What I mean is, any one of those things happening on their own, knocks you off track and requires time to get over it. Psychologists often count a year to adapt to any major life change, even good ones, never mind terrible things.
So all of that happening within a short time must be next to unbearable.

I haven't read further before posting, so forgive me if you've replied to this already, but have you considered having therapy of some sort? Or just talk to your GP about how hard you're finding things at the moment and see if they can suggest anything - because it's really not surprising to find it hard to deal with so much grief and stress at the same time.

Sending my very best wishes and lots of FlowersFlowersFlowers

Friendlygingercat · 11/07/2026 16:33

Im retired and retirement is supposed to be easy street because you have put in your work and paid your taxes for the community.

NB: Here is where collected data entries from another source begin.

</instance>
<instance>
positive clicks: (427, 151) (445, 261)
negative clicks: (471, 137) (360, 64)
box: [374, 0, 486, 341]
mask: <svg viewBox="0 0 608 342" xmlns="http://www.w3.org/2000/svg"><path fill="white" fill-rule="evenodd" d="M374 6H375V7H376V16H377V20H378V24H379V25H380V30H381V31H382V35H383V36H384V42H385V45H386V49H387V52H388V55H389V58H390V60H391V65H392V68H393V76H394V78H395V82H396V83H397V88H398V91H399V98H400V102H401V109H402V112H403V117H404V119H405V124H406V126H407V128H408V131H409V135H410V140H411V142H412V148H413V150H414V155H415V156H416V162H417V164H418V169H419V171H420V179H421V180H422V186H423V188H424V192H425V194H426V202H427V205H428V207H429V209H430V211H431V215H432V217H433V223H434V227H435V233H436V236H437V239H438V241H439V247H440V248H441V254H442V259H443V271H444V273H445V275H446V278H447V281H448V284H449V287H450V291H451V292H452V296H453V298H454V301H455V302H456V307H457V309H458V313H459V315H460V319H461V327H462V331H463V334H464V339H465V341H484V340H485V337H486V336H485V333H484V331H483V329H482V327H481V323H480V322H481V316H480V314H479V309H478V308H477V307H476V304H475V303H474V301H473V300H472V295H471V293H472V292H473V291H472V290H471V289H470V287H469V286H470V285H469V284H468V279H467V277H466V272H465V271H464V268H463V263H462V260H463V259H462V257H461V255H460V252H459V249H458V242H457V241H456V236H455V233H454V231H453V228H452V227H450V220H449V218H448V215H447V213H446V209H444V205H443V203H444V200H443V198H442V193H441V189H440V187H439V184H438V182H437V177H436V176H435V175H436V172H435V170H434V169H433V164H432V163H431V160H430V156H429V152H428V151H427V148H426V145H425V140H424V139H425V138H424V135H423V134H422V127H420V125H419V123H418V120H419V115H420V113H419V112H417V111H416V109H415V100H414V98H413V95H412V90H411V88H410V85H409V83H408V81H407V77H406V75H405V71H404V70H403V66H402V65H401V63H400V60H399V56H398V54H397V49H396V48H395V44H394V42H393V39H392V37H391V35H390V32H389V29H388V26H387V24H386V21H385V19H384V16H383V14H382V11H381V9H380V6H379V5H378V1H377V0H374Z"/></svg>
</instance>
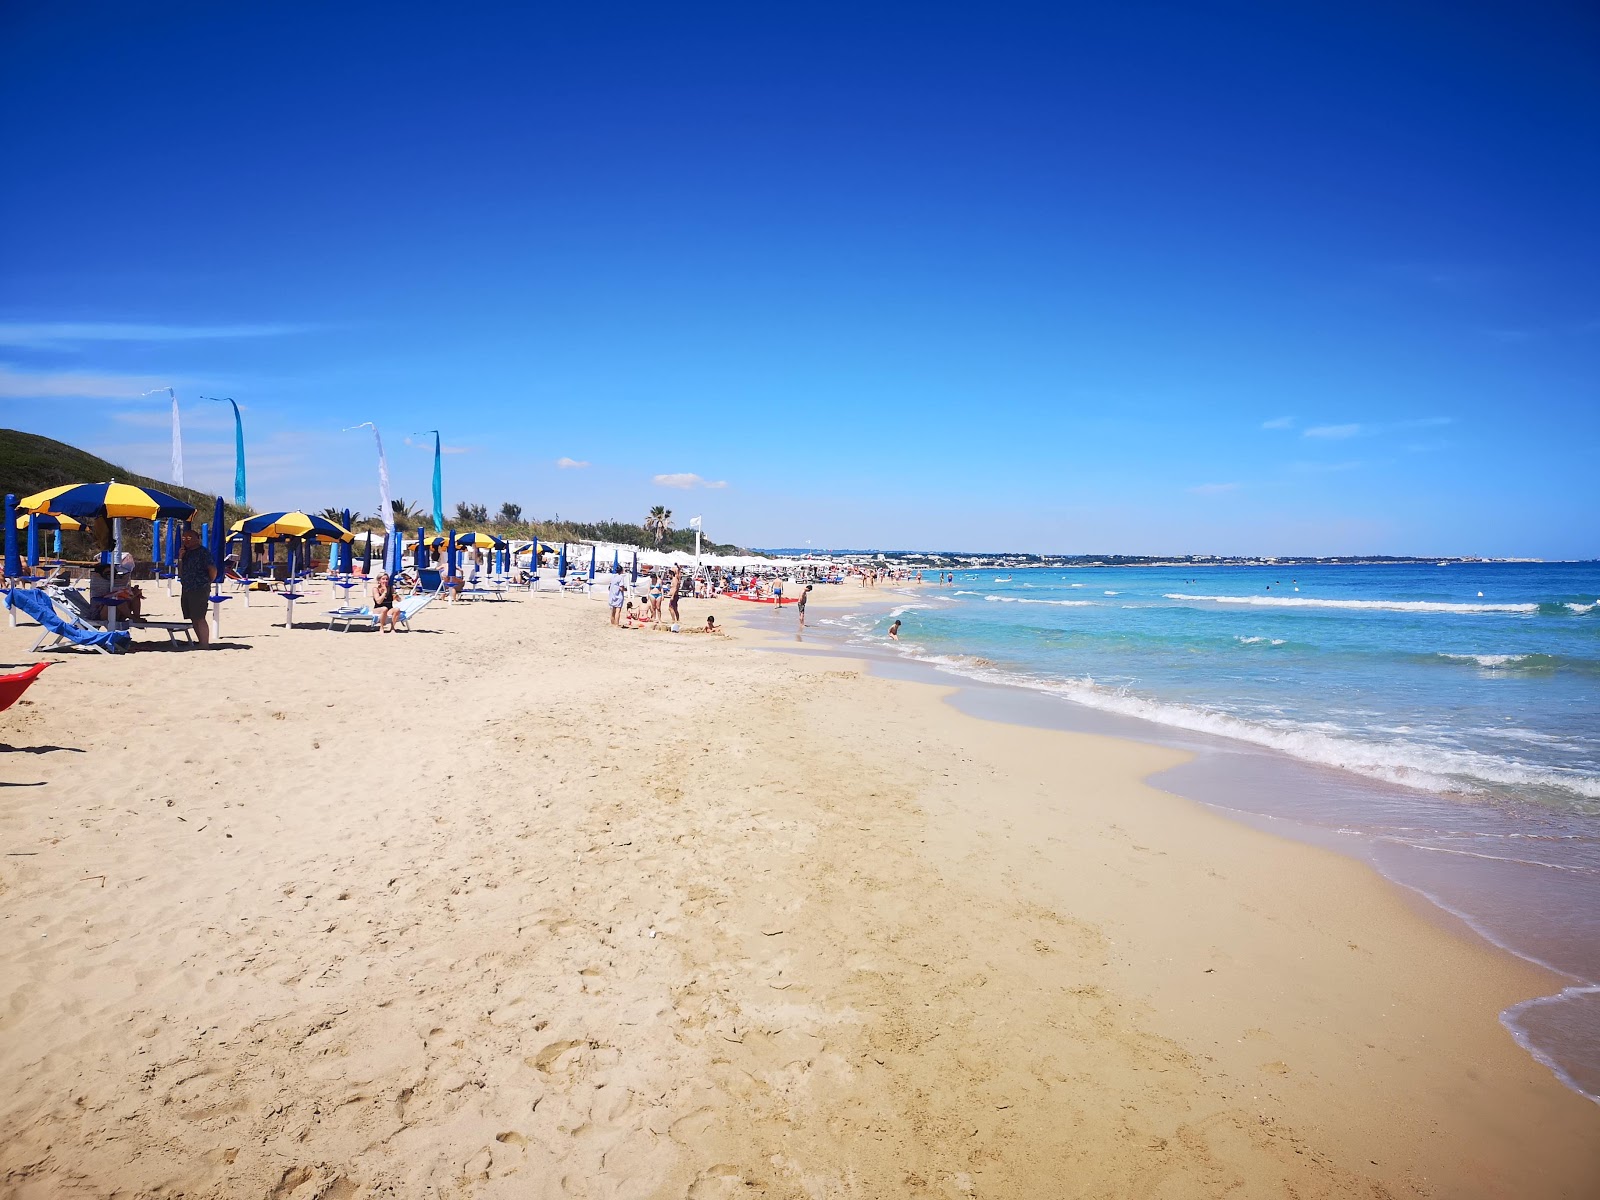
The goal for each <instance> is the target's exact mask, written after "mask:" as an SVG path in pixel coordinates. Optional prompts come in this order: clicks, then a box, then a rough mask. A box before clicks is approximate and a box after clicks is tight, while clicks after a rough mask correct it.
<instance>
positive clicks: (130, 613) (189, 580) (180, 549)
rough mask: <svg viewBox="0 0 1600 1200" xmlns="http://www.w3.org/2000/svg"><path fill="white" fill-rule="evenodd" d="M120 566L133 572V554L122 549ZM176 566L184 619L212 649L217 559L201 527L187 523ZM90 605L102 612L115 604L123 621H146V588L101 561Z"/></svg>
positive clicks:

Unfortunately it doesn't work out like that and sometimes you have to just suck it up (horrible expression that) and keep going. I currently have a whole lot of plates in the air and am waiting on 2 important lots of news with a third issue now having arrived.

It doesn't get any easier.

ChasingRainbows8 · 11/07/2026 18:48

I think life ebbs and flows, you have good times along with the bad. I try to see the positives as much as possible, surround myself with friends, time alone when needed.

I say this after a terrible 12 months where my dad died, friend ended her life, I was diagnosed with breast cancer and a separation from children's dad. Oh and early menopause at 39, with no hope of HRT. Engaged in therapy and asked for help from the GP when needed.

WhatNextImScared · 11/07/2026 18:50

You’ve had a really awful run of it. Things do tend to come in chapters like this. I hope your DH finds new work quickly and you can enjoy a period of calm for the rest of this year x

OneLimePombear · 11/07/2026 21:33

It does get easier for bad stuff still happens, I’ve now learnt to put the bad stuff to one side in my brain and try and enjoy the good stuff rather than wait for a time when everything is perfect.